Irrelevant. That is how I would describe the Melk Stardust arc; considering the momentum built up by the Ozone herb and Gourmet World arcs, the Melk Stardust saga essentially brought the Toriko story to a grinding halt, achieving almost nothing in the long run.
That being said, the arc wasn’t without its positives:
-Toriko and Komatsu
If there was one goal the arc managed to achieve, it was to further develop Komatsu’s relationship with Toriko, not really breaking any new ground, merely cementing what had begun to take shape.
In a way, because they were forced to split up-Toriko seeking the stardust stone, Komatsu aiding Melk II in finding her confidence- they each continued to grow separate from one another even while sharing the same spirit.
Komatsu shared his brilliant spirit with a desperate soul while Toriko continued to prepare for the Gourmet World, now with a clear understanding of his limits and abilities.
Again, nothing mind blowing but, it was something.

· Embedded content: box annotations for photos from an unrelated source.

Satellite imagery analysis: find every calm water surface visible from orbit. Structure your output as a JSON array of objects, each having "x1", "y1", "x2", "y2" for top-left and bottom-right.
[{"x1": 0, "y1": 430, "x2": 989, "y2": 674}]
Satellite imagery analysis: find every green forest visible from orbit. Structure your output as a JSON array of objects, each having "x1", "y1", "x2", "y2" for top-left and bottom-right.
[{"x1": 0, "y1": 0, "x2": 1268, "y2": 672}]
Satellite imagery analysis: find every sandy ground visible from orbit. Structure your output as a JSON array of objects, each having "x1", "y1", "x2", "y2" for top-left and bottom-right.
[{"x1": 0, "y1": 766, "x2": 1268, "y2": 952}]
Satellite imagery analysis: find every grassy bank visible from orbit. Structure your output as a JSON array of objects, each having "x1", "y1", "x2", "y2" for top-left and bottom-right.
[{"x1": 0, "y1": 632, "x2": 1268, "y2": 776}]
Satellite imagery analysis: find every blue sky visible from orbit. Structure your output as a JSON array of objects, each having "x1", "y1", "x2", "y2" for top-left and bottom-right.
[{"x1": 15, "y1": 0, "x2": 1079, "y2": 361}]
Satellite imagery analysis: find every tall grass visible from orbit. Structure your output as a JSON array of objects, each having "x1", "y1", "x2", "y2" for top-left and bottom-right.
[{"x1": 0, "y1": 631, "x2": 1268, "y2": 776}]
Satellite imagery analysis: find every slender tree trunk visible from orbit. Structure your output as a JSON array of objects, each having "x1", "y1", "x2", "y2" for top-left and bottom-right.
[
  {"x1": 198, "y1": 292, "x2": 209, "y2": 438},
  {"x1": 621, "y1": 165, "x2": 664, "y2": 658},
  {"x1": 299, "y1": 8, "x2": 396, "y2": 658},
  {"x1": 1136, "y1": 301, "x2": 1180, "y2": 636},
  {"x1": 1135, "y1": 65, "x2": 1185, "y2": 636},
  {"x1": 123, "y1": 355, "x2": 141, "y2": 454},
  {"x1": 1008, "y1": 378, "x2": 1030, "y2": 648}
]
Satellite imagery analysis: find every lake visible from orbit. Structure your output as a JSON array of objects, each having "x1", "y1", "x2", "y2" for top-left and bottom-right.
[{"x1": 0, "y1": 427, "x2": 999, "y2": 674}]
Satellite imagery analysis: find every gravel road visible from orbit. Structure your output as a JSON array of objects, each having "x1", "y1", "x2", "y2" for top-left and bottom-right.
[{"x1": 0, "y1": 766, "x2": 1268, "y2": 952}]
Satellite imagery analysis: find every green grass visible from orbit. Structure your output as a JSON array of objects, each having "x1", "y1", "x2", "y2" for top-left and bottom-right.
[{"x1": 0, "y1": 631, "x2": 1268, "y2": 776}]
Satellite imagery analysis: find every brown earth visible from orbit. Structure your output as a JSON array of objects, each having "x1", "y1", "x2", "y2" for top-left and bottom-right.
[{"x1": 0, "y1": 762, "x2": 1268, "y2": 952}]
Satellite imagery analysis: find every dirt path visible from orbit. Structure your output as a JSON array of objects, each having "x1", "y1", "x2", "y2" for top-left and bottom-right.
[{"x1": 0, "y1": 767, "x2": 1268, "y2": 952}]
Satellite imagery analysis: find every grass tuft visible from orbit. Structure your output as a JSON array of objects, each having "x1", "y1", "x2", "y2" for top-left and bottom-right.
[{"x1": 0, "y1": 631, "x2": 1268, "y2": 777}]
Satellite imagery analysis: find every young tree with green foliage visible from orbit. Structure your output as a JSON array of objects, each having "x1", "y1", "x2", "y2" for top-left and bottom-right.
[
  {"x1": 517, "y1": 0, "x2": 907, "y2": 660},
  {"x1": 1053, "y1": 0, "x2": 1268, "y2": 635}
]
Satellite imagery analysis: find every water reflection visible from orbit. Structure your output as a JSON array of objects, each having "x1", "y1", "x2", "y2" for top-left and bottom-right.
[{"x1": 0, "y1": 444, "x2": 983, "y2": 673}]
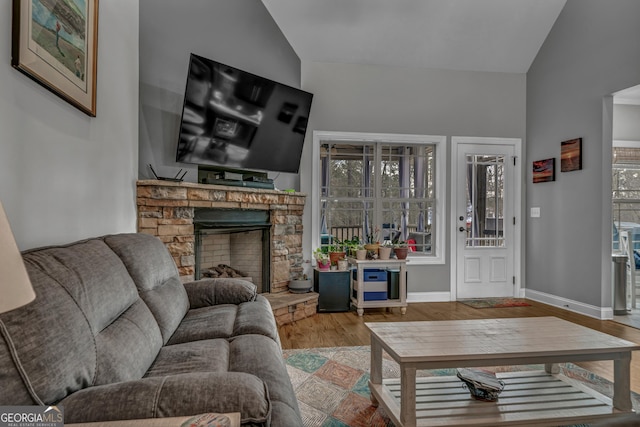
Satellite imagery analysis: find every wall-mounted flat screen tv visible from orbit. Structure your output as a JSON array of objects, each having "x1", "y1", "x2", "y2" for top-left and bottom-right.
[{"x1": 176, "y1": 54, "x2": 313, "y2": 173}]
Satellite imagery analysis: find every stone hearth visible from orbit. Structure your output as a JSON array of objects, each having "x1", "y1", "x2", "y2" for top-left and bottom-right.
[{"x1": 137, "y1": 180, "x2": 317, "y2": 324}]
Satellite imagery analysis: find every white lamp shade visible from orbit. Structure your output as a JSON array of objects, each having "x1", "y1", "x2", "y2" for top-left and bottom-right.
[{"x1": 0, "y1": 203, "x2": 36, "y2": 313}]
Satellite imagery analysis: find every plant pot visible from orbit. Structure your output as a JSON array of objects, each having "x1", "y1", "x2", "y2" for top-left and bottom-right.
[
  {"x1": 329, "y1": 252, "x2": 347, "y2": 265},
  {"x1": 364, "y1": 243, "x2": 380, "y2": 251},
  {"x1": 316, "y1": 259, "x2": 331, "y2": 271},
  {"x1": 393, "y1": 248, "x2": 409, "y2": 259},
  {"x1": 378, "y1": 246, "x2": 391, "y2": 259}
]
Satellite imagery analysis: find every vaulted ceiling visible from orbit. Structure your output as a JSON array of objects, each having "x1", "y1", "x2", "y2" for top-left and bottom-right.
[{"x1": 262, "y1": 0, "x2": 566, "y2": 73}]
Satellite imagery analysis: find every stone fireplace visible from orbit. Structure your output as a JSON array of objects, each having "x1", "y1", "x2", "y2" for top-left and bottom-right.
[
  {"x1": 137, "y1": 180, "x2": 318, "y2": 324},
  {"x1": 193, "y1": 208, "x2": 271, "y2": 293}
]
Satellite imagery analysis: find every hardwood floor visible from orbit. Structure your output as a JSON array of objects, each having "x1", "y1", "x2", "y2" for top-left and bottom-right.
[{"x1": 278, "y1": 300, "x2": 640, "y2": 393}]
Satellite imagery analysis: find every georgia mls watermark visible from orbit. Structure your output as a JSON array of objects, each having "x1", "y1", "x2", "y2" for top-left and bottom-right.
[{"x1": 0, "y1": 406, "x2": 64, "y2": 427}]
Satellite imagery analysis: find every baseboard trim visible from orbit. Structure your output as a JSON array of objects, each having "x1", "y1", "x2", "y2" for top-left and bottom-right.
[
  {"x1": 525, "y1": 289, "x2": 613, "y2": 320},
  {"x1": 407, "y1": 291, "x2": 451, "y2": 302}
]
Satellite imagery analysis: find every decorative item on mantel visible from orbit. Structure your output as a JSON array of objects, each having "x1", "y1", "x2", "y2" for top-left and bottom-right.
[{"x1": 289, "y1": 274, "x2": 313, "y2": 294}]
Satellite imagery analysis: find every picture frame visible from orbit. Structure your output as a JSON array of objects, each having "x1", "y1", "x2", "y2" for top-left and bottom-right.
[
  {"x1": 560, "y1": 138, "x2": 582, "y2": 172},
  {"x1": 533, "y1": 157, "x2": 556, "y2": 184},
  {"x1": 11, "y1": 0, "x2": 98, "y2": 117}
]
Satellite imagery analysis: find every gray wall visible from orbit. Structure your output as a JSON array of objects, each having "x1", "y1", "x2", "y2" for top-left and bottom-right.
[
  {"x1": 613, "y1": 105, "x2": 640, "y2": 141},
  {"x1": 300, "y1": 62, "x2": 526, "y2": 292},
  {"x1": 0, "y1": 0, "x2": 138, "y2": 249},
  {"x1": 139, "y1": 0, "x2": 300, "y2": 189},
  {"x1": 526, "y1": 0, "x2": 640, "y2": 307}
]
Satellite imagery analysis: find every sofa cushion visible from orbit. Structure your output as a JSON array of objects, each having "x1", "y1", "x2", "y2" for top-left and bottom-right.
[
  {"x1": 145, "y1": 339, "x2": 229, "y2": 377},
  {"x1": 229, "y1": 335, "x2": 302, "y2": 426},
  {"x1": 184, "y1": 278, "x2": 258, "y2": 308},
  {"x1": 167, "y1": 304, "x2": 238, "y2": 345},
  {"x1": 167, "y1": 295, "x2": 280, "y2": 345},
  {"x1": 0, "y1": 239, "x2": 161, "y2": 404},
  {"x1": 104, "y1": 233, "x2": 189, "y2": 343},
  {"x1": 59, "y1": 372, "x2": 272, "y2": 426},
  {"x1": 94, "y1": 299, "x2": 162, "y2": 385}
]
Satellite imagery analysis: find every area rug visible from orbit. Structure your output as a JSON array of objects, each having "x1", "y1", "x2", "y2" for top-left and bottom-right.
[
  {"x1": 458, "y1": 298, "x2": 531, "y2": 308},
  {"x1": 284, "y1": 346, "x2": 640, "y2": 427}
]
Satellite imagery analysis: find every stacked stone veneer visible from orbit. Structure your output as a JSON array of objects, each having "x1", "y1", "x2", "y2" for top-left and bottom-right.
[{"x1": 137, "y1": 180, "x2": 306, "y2": 293}]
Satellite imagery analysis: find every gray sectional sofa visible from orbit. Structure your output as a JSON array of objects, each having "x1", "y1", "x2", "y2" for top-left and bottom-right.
[{"x1": 0, "y1": 234, "x2": 302, "y2": 427}]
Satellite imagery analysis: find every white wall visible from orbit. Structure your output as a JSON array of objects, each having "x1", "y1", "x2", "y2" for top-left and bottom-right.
[
  {"x1": 526, "y1": 0, "x2": 640, "y2": 308},
  {"x1": 613, "y1": 104, "x2": 640, "y2": 141},
  {"x1": 0, "y1": 0, "x2": 138, "y2": 249},
  {"x1": 300, "y1": 62, "x2": 526, "y2": 293}
]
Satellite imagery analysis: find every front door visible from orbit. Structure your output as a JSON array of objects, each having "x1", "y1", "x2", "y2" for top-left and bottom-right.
[{"x1": 453, "y1": 138, "x2": 519, "y2": 299}]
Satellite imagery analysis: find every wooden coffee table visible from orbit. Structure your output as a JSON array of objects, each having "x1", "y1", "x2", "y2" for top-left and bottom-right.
[{"x1": 365, "y1": 317, "x2": 640, "y2": 427}]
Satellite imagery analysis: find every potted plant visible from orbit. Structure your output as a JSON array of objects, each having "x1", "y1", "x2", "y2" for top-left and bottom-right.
[
  {"x1": 338, "y1": 258, "x2": 349, "y2": 271},
  {"x1": 328, "y1": 238, "x2": 347, "y2": 265},
  {"x1": 378, "y1": 240, "x2": 393, "y2": 259},
  {"x1": 364, "y1": 227, "x2": 380, "y2": 252},
  {"x1": 343, "y1": 236, "x2": 363, "y2": 257},
  {"x1": 313, "y1": 248, "x2": 331, "y2": 271},
  {"x1": 393, "y1": 241, "x2": 409, "y2": 259}
]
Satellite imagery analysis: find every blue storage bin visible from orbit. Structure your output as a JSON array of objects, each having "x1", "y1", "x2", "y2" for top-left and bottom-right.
[
  {"x1": 362, "y1": 268, "x2": 387, "y2": 282},
  {"x1": 364, "y1": 291, "x2": 387, "y2": 301}
]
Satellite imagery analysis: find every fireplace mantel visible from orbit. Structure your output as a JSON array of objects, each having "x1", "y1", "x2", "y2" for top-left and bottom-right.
[{"x1": 137, "y1": 180, "x2": 306, "y2": 293}]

Precluding Toriko’s minuscule development, this arc would have been largely unimpressive if not for Melk I and II. Melk I, despite his size, was hilarious. His near silent interactions with Toriko and the revelations about the misunderstandings that littered his life in light of his soft voice made for some very interesting reading, presenting a number of somewhat heavy subjects with a humorous tone.
Melk II’s journey from timid apprentice to master craftsman gave the arc a purpose, specifically watching her open up to Komatsu as he gave her the confidence he had taken from Toriko.
-What I didn’t like?
The same stuff that has always irked me about Toriko didn’t really change with this arc. Specifically all the bizarre creatures. I don’t mind the odd combination of animals that constitute the monsters of the Toriko manga.

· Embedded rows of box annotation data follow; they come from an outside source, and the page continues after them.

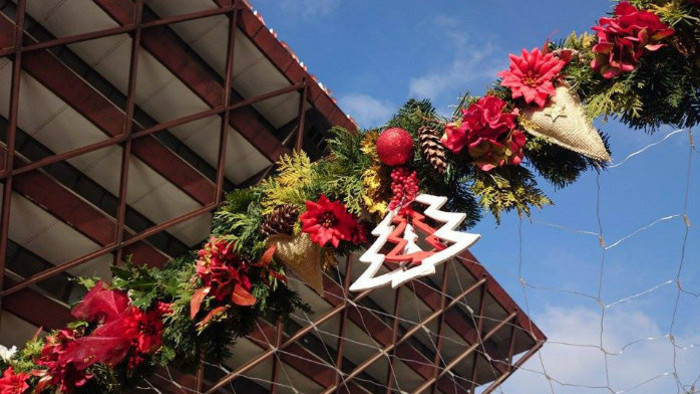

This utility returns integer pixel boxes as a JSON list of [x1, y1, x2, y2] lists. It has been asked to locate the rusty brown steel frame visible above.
[[0, 0, 545, 393], [0, 0, 309, 298]]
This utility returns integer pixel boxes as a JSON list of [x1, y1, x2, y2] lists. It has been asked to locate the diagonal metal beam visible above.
[[212, 0, 357, 132], [0, 17, 215, 204], [95, 0, 289, 162]]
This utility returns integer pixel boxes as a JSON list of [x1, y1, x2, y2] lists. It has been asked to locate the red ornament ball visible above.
[[377, 127, 413, 166]]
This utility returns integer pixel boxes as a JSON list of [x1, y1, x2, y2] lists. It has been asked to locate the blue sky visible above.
[[254, 0, 700, 393]]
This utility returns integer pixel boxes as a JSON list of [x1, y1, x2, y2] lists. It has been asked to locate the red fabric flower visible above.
[[299, 195, 357, 248], [441, 96, 526, 171], [0, 367, 30, 394], [591, 1, 675, 78], [497, 48, 566, 108], [37, 329, 92, 392], [197, 237, 254, 305]]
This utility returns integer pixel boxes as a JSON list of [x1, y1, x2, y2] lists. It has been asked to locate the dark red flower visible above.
[[591, 1, 675, 78], [299, 195, 357, 248], [37, 329, 92, 392], [0, 367, 30, 394], [497, 48, 566, 108], [197, 237, 254, 305], [441, 96, 526, 171]]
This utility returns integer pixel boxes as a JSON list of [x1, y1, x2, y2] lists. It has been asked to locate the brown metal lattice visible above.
[[0, 0, 545, 393]]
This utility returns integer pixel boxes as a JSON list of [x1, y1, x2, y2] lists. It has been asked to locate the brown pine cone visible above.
[[260, 204, 299, 237], [418, 126, 447, 174]]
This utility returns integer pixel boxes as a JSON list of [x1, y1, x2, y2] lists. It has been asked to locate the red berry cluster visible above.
[[389, 167, 418, 214]]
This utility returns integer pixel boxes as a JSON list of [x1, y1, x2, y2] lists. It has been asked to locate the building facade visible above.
[[0, 0, 545, 393]]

But I don’t see why each chapter needs to introduce a bunch of new creatures with new names and classifications, none of which I am ever going to remember.
And then there is Zebra, showing up at the end of the arc, which was a good thing actually. Created the suspense and intrigue that the arc needed.
Except I remember the first time I encountered Zebra in the anime, thought he was pretty scary for a character, presumed he would play the role of the evil heavenly king, accepted that he was more anti-hero than anything, a not-so-good guy that can manage to squeeze out a decent act or two.
And then the series revealed him to be a man not quite as bad as we were led to believe, who went to jail for some fairly righteous actions rather than the heinous crimes that were hinted.
Not that that makes him a terrible character; I simply expected one thing, got another, and as a result his appearance doesn’t exactly excite me as much as I hoped it would.
+RATING: 6/10. The Melk Stardust arc ran for ten chapters, from Chapter 114 to Chapter 124. Overall it ranged from mundane to mildly entertaining. I doubt I will remember the arc or any of the new characters that were introduced.
The arc didn’t really do anything for my interest in the Manga, positively or negatively; I could still be better described as mildly curious rather than an outright fan. Whether or not that will change by the time I catch up to the present arc will depend on the quality of the manga.